That special something…

Today I would like to return again to the subject of discernment. In my previous post I wrote about some of the things I’ve wrestled with during my current discernment process. I explained that I find the call to be holy and the call to Holy Orders rather difficult to distinguish from one another and I expressed my frustration that many people seem to assume that the former necessarily implies the latter….

 

Professional Counseling

Those who become monks and nuns take vows of (1) poverty, (2) chastity and (3) obedience. These three are known as the Evangelical Counsels. I’ve found that a lot of discernment material, when you really boil it down, focuses upon these three areas. The problem is that the Church teaches that all Christians are called to live out these counsels!

“Christ proposes the evangelical counsels, in their great variety, to every disciple”
– Catechism of the Catholic Church, #915

I guess this does affirm something that I’ve thought for some time – that there are many common threads which run through all the vocations. There are also common graces which all people are reliant upon to live out their vocation, regardless of what that vocation might be.

This means that whether you are a monk, priest, husband or single, you are called to live out the evangelical counsel of, for example, poverty. However, each person is called to live out this counsel in his given state of life. This means that what the virtue of poverty looks like in the life of a monk is rather different from that of a priest, a husband or someone who is single.

The problem is therefore, if everyone is called to live out these counsels in their given state of life, what determines that “given state of life”?

One answer I’ve heard is that it’s a matter of degree.  So, for example, if you feel called to live out these counsels in the most radical way possible, you’re called to be a monk. As explanations go, it’s not bad, but I don’t find it particularly satisfying…

 

The X-Factor

Over the last few months I’ve heard many discernment stories from people in every state of life and I have noticed one commonality between all these stories…

Many of these people went through dedicated periods of discernment much as I am doing. They spoke to married couples, priests and religious to help them in their discernment. They received spiritual direction. They had several meetings with a vocations director. They took the surveys and read the discernment books. Some of these activities they found helpful, others less so.

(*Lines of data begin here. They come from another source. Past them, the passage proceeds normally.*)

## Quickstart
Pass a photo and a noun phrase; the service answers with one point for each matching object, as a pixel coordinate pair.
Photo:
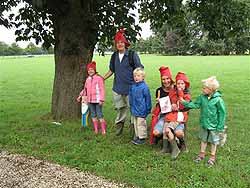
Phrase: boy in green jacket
(212, 117)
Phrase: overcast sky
(8, 36)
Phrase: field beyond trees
(26, 126)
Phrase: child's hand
(79, 98)
(180, 93)
(174, 107)
(157, 100)
(84, 99)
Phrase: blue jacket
(123, 73)
(140, 99)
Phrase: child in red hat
(167, 84)
(94, 94)
(175, 120)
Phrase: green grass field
(25, 126)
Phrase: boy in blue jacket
(140, 105)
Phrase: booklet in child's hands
(165, 104)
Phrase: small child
(140, 105)
(175, 120)
(94, 94)
(157, 116)
(212, 117)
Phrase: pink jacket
(94, 89)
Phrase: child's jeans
(140, 126)
(96, 110)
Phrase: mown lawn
(25, 124)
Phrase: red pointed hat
(119, 36)
(182, 76)
(165, 71)
(92, 65)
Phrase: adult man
(122, 64)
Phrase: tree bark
(75, 38)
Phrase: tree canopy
(75, 27)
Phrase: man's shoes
(119, 128)
(138, 141)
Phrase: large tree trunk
(75, 40)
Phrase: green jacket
(213, 111)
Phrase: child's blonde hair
(211, 83)
(139, 70)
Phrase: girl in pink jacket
(94, 94)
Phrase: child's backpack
(130, 59)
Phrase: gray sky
(8, 36)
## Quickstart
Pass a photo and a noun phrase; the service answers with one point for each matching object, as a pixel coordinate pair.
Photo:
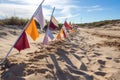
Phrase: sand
(87, 54)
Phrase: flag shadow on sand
(61, 74)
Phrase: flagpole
(20, 34)
(51, 16)
(49, 23)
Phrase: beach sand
(87, 54)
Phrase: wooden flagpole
(21, 34)
(49, 23)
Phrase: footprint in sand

However, the commonality between all the stories that I’ve heard is that, somewhere along the line, they felt something draw them towards their ultimate vocation. For some it was a great event, but for many it was something small, like a seemingly insignificant comment from a friend. This “something” was personal and, to be fair, fairly subjective. This “something” isn’t so much worked out, but experienced and responded to. It seems to me that the tools of discernment and much of the discernment process itself is the creating of the time and space for this to happen and cultivating the disposition to recognise this “something” when it occurs.